'Amount' of nowhere-differentiable functions in $C([0,1])$? A well-known consequence of the Baire Category Theorem that the set of nowhere-differentiable continuous functions is dense in $C([0,1])$. This is often cited as 'almost all continuous functions are nowhere differentiable' (see here), but to me this seems like a strange way of stating the fact, akin to saying that 'almost all real numbers are rational' just because the rationals are dense in the reals. By the Weierstrass Approximation Theorem, the set of polynomials is also dense in $C([0,1])$, so is it correct to say that almost all continuous functions are polynomials? This statement seems to contradict the original statement about nowhere-differentiable functions. I was wondering if there was some way to remedy my confusion using a measure on $C([0,1])$, since the Lebesgue measure on $[0,1]$ clarifies what it means to say 'almost all' in the context of real numbers; that a property holds for all real numbers outside a set of measure $0$. In this context, certainly not 'almost all' real numbers are rational, almost all real numbers would be irrational. If this is the right way of thinking about 'sizes' of subsets of $C([0,1])$, what would be the 'right' measure to use? If not a measure, is there another way to formalize the idea of 'almost all' in the context of $C([0,1])$?
 A: This comes down to different variants of the phrase "almost all".
Some of the more common uses of "almost all" are

*

*On a co-countable set.

*On a conull set (with respect to some measure), i.e. the measure theoretic version.
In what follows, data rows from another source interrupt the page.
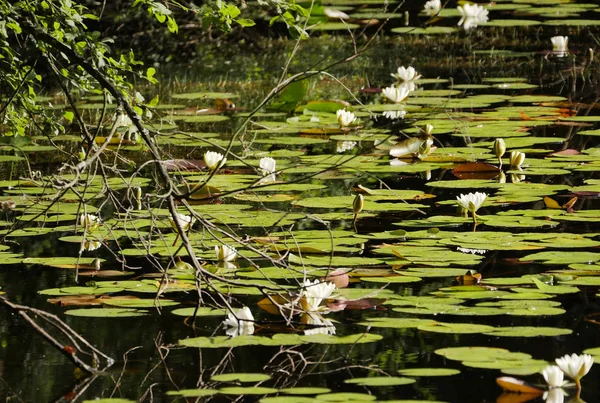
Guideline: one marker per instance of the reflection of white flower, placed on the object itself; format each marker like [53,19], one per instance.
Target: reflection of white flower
[315,292]
[575,366]
[225,253]
[242,323]
[344,117]
[325,326]
[406,74]
[332,13]
[343,146]
[185,221]
[472,201]
[472,15]
[559,43]
[554,376]
[394,114]
[396,94]
[90,221]
[428,129]
[555,395]
[214,160]
[432,7]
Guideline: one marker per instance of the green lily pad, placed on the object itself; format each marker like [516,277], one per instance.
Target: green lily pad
[429,371]
[247,390]
[105,313]
[380,381]
[241,377]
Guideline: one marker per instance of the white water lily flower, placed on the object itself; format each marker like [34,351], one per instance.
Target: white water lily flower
[345,118]
[554,376]
[90,221]
[394,114]
[268,168]
[185,221]
[432,7]
[554,395]
[267,165]
[575,366]
[472,15]
[559,43]
[90,245]
[471,201]
[516,159]
[242,323]
[225,253]
[333,13]
[314,293]
[499,149]
[396,94]
[406,74]
[343,146]
[325,326]
[214,160]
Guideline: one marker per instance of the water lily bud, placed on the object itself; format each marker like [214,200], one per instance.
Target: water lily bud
[345,118]
[396,94]
[559,43]
[501,177]
[499,148]
[425,147]
[575,366]
[553,376]
[516,159]
[225,253]
[214,160]
[428,129]
[358,204]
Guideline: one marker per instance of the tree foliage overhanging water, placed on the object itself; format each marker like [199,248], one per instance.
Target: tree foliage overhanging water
[287,218]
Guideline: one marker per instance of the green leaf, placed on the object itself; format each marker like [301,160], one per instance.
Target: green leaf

*On a dense set, i.e. the topological version.

*On a comeager set (with respect to some topology), i.e. the finer topological version (for nice enough spaces).

Some of these play well with others, some are stronger than others, and which one is more useful depends on the problem at hand.
For example, being null and being meager don't play nice with each other, as you can write $\mathbb{R}=N\cup M$, with $N$ null, $M$ meager and $N\cap M=\emptyset$. So, being small in one sense tells you absolutely nothing about being small in another set.
On a similar note to what you state, you can argue that almost every number is irrational because the complement is countable (while $\mathbb{R}$ is not). The same works to show that almost every number is transcendental. Incidentally, this is the easiest proof of the existence of transcendental numbers, and is again an example of "to construct an object with the property X, we shows that the set of objects without property X is 'small', and that the entire space is not 'small'". The same thing is done when trying to show that $L^1$ functions have Lebesgue points, you actually show that almost every point (with respect to Lebesgue measure) is a Lebesgue point.
In the case of non-differentiable functions, they form a comeager set, which is stronger than mere density (for nice enough spaces). For example, the intersection of two comeager sets is comeager, which is patently false for dense sets.
To reiterate, the notion of "size" which you want to use with will depend on what you're trying to do. If you're working in set theory, for example, club sets fill the purpose of largeness.
A: Unfortunately there is no "natural" $\sigma$-finite measure on $C[0,1]$, so there is no good "almost every" statement that you can
make in that sense.  However, there are some things you can say that go a bit beyond the Baire Category argument.  There is a notion of "prevalent" and "shy" sets due to Hunt, Sauer and Yorke.
A Borel subset $S$ of a topological vector space $X$ is prevalent if there
exists a finite-dimensional subspace $P$ such that for every 
$v \in X$, almost every member of $v + P$ (for $\text{dim}(P)$-dimensional Lebesgue measure on $v+P$) is in $S$. 
Then (as mentioned in the Wikipedia article) there is a prevalent subset of $C[0,1]$ whose members are all nowhere differentiable.